Oyun izleyiciyi, Türkiye'de geçmişte ve günümüzde yaşanan birçok cinayet ve yanlışla yüzleştiriyor. İzleyiciye "Tüm bu yaşananlarda senin hiç mi suçun yok?" sorusunu soruyor. Yönetmen Macit Koper, romanı Türkiye'de yayınlanır yayınlanmaz okuduğunu ve o zamandan beri tiyatrolaştırmayı düşündüğünü söylüyor. Koper, Agos Gazetesi Yayın Yönetmeni Hrant Dink'in Ocak 2007'de öldürülüşünden sonra, olaylar arasında duygusal ve ruhsal bir paralellik olduğunu düşünerek bu işin artık kendisi için bir görev haline geldiği kanısına varmış.

Oyunda, işlenilen cinayetin Türkiye'nin kanayan yarası töre cinayetleriyle benzerliği gözlerden kaçmıyor. Koper, bizdeki töre cinayetlerinin toplumda oluşturulmuş bir ruh halinden kaynaklandığını söylüyor. Çok derinimizde namusla ilgili kavramlarla psikolojik bir bağlılığımız olduğuna inanan Koper, bu bağlılığın en entelektüel kişilerde bile zaman zaman 'maçoluk' şeklinde ortaya çıkıp bize insani olmayan şeyler yaptırabildiğine dikkat çekiyor.

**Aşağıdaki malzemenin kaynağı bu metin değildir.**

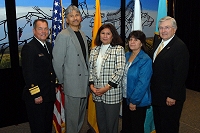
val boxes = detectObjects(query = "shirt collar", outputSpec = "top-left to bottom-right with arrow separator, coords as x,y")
161,35 -> 175,47
34,36 -> 46,47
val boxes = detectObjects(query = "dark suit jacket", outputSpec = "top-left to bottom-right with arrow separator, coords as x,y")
21,37 -> 56,103
150,35 -> 189,106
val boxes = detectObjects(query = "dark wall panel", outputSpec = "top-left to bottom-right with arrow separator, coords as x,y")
175,0 -> 200,92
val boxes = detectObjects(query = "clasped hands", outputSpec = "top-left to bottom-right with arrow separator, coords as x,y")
90,84 -> 110,96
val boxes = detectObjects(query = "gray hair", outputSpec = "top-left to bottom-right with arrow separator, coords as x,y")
159,16 -> 177,29
65,5 -> 81,17
65,5 -> 81,28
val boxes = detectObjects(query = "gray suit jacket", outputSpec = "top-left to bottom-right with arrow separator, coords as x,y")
52,27 -> 89,97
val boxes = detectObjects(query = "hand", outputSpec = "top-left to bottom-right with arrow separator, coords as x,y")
166,97 -> 176,106
90,85 -> 109,96
129,103 -> 136,111
90,85 -> 98,95
95,87 -> 109,96
34,96 -> 43,104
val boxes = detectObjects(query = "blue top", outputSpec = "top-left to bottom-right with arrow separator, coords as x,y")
124,50 -> 152,107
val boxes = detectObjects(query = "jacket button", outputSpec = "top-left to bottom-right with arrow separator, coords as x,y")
78,64 -> 80,66
77,54 -> 79,56
79,74 -> 81,76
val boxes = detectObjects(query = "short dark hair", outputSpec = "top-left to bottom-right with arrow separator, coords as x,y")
127,30 -> 148,53
95,23 -> 123,46
33,19 -> 48,29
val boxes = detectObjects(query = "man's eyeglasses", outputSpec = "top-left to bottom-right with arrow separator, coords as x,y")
158,26 -> 173,30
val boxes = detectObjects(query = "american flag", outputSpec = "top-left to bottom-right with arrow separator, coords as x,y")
51,0 -> 63,47
52,0 -> 65,133
53,85 -> 65,133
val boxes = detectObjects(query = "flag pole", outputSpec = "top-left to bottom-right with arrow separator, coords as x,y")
52,0 -> 65,133
131,0 -> 142,31
153,0 -> 167,45
154,0 -> 167,35
60,0 -> 64,29
87,0 -> 102,132
91,0 -> 102,48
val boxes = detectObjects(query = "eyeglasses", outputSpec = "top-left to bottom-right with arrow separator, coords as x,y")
158,26 -> 173,30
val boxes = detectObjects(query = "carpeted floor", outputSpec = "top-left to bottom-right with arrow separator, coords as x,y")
179,89 -> 200,133
0,89 -> 200,133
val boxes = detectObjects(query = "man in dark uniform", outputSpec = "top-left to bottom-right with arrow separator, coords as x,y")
21,19 -> 56,133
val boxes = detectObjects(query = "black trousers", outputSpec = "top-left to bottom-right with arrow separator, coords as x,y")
25,101 -> 54,133
152,102 -> 184,133
122,98 -> 147,133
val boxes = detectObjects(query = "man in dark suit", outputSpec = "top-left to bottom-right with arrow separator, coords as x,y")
21,19 -> 56,133
150,16 -> 189,133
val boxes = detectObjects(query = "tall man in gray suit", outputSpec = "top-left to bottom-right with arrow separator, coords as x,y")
52,5 -> 89,133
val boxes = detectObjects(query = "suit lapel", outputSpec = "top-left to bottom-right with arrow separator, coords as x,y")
80,30 -> 89,62
93,45 -> 111,80
101,45 -> 112,67
152,40 -> 161,58
68,27 -> 88,69
93,46 -> 100,79
127,51 -> 141,66
33,37 -> 50,59
154,36 -> 176,61
46,42 -> 52,59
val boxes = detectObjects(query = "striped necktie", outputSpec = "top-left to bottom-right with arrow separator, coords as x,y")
155,42 -> 164,57
43,43 -> 49,54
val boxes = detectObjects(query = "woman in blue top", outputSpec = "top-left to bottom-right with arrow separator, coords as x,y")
121,30 -> 152,133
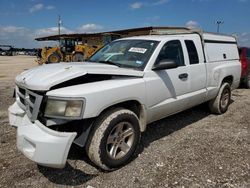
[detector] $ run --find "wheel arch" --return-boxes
[221,75,233,86]
[96,100,147,132]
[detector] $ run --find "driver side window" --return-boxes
[156,40,184,67]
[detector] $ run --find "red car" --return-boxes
[239,47,250,88]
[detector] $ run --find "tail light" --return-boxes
[241,58,247,77]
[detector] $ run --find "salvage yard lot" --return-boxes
[0,56,249,188]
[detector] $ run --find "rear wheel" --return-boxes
[209,82,231,114]
[86,108,141,171]
[72,53,84,62]
[47,53,61,63]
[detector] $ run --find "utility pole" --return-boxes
[216,20,224,33]
[58,15,62,36]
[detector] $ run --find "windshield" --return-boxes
[89,39,159,70]
[59,39,65,47]
[59,39,75,47]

Oyunun özünde bize sunulan kimlik baskıları da var. Kırmızı Pazartesi'nin günümüz Türkiye'sine bakan yüzünde belki de en çok bu taraf öne çıkıyor. Koper, kendisini göreve çağıran Hrant Dink olayının derinlerinde de bu durumun var olduğuna dikkat çekiyor ve son yıllarda yükselen içi boş milliyetçilik akımının bundaki etkisine işaret ediyor: "Yüzyıllardır çeşitli baskılar altında yaşıyoruz. Gerçekten insani değerler bakımından kimlik sahibi olamadığımız noktalarda, baskı altında bize benimsetilen ruh halini öne çıkartıp kimlik sahibi olmanın yolunu arıyoruz. Hrant'ı vuran Ogün Samast gibi..." Peki bu toplumsal ruh halinin değişmesi için neler yapılabilir ve burada sanatın rolü ne olmalı? Bir klişe olmasına rağmen eğitimden başka çıkış yolunun görünmediğini söylüyor Koper. Burada tiyatronun yapmaya çalıştığı da, izleyiciye sorular sorması... Tiyatronun verdiği mesajın çözüme yönelik bir mesaj olmadığını ve olmaması gerektiğini dile getiren Koper, topluma ve bireye; iyi birey ve doğru dürüst bir toplum olmaya ilişkin soruları sormanın sanatın görevi olduğunu ifade ediyor.

Koper, Türkiye'de yeni Kırmızı Pazartesi'ler yaşanmaması için oyunun mesajından yola çıkarak şunları söylüyor: "İnsanın, 'toplum böyle, ben ne yapayım' veya 'toplum beni böyle yaptı...' yanıtı bir yere kadar doğrudur. Elbette toplumdaki etkilenmelerle bireyler çeşitli düşünce ve eylemlerde bulunabilir; ama insan olmanın özelliklerinden biri öncelikle kendini yetiştirmektir. Bir toplumun, gelecekte iyi olacak toplumun doğru bireyi olmak için."